Developing economy like India, where budget-friendly energy is key to growth, a sudden jump in global oil prices can ripple through the whole economy, which can disrupt supply chains, increase business costs, and weaken the country's overall financial stability.
MSME Angle: Sector-Wise Impact
The sharp rise in crude oil prices not only affects big economic indicators, but it also directly shakes the backbone of the Indian economy: the MSME sector. These small businesses have limited savings and high energy dependence, making them especially vulnerable to oil price shocks. Here's how different types of MSMEs are feeling the impact:
Manufacturing: Those MSMEs involved in manufacturing, especially in sectors like plastics, auto parts, and food processing, are facing rising crude oil prices make their raw materials cost more. Materials like polymers and lubricants, which are products of crude oil, become more expensive. Additionally, higher transport and electricity costs further reduce their already small profits.

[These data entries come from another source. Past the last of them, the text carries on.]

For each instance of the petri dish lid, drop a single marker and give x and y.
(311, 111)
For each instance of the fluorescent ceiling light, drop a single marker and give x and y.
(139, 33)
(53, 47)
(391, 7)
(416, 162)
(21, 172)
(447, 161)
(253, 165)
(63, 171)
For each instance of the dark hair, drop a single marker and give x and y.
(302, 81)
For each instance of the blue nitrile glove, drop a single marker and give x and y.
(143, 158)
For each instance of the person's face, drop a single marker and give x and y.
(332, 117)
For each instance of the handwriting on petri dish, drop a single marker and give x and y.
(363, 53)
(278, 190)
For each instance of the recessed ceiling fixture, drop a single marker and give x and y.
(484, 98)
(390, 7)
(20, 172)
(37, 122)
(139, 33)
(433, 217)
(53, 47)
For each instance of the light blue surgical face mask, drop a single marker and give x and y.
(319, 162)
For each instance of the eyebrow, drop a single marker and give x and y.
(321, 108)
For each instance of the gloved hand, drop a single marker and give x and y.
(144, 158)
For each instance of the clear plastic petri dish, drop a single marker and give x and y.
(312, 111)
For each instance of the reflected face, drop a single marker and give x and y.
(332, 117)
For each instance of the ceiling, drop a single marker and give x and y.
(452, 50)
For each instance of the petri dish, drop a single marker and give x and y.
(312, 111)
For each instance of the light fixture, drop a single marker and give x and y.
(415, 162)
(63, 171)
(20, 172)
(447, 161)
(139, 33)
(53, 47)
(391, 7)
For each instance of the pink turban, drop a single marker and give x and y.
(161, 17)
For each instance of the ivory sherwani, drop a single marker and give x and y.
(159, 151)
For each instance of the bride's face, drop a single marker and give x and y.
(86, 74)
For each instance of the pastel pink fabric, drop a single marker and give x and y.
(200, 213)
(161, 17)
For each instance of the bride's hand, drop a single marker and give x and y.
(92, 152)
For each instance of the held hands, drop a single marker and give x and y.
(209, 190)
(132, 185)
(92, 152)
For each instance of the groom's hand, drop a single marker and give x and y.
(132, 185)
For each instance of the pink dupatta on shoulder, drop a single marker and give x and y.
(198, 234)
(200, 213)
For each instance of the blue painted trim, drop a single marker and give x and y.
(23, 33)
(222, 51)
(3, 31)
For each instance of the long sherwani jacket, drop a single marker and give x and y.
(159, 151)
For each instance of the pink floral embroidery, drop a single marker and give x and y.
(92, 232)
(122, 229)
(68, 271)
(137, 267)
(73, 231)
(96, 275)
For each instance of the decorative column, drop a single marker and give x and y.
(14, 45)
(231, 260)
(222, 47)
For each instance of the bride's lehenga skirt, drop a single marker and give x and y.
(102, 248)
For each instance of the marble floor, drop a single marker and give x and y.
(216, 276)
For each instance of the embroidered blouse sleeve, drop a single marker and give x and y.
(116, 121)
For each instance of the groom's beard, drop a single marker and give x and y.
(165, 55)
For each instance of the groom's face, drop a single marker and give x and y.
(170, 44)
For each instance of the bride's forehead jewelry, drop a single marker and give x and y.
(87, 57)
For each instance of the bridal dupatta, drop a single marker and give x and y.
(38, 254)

Transport & Logistics: Rising diesel prices will have an immediate and adverse impact on small businesses operating through transportation, delivery services, and supply chain logistics. Fuel is one of their biggest expenses, so higher prices instantly affect their budgets. To cope, they are often forced to increase their prices, but this can drive customers away to cheaper alternatives.
Textiles, Chemicals, and Packaging: These sectors significantly rely on thermal energy and petrochemical inputs. MSMEs in these industries face dual shocks: increased raw material costs and higher energy bills. As the cost of synthetic fabrics, dyes, chemical reagents, and plastic packaging materials increases, businesses struggle to stay competitive both in domestic and international markets.
Exporters: Export-oriented MSMEs are facing serious challenges as international clients are highly price-sensitive. With rising fuel costs, shipping charges, and insurance due to global tensions, their products become more expensive. This makes it harder to compete in the global market. For smaller exporters, this could lead to order cancellations, be forced to lower prices, or even temporary shutdowns.
The Indian MSME sector is already grappling with post-COVID recovery, limited access to loans, and global market volatility. Now, with rising crude oil prices triggered by the Strait of Hormuz crisis, the situation has become even worse. If the governments around the world don't step in to halt Israel's war, businesses can't find ways to cut costs, and the fallout could be severe for India's MSME sector.
Conclusion
As the tensions escalate in Iran, the ripple effects on global crude oil markets are already being felt. For the MSME sector, which is still healing from the shock of the pandemic and battling issues like limited credit access and market instability, this new oil crisis adds another layer of obstacles. In times like these, safeguarding MSMEs isn't jsut an economic responsibility–it's a national one.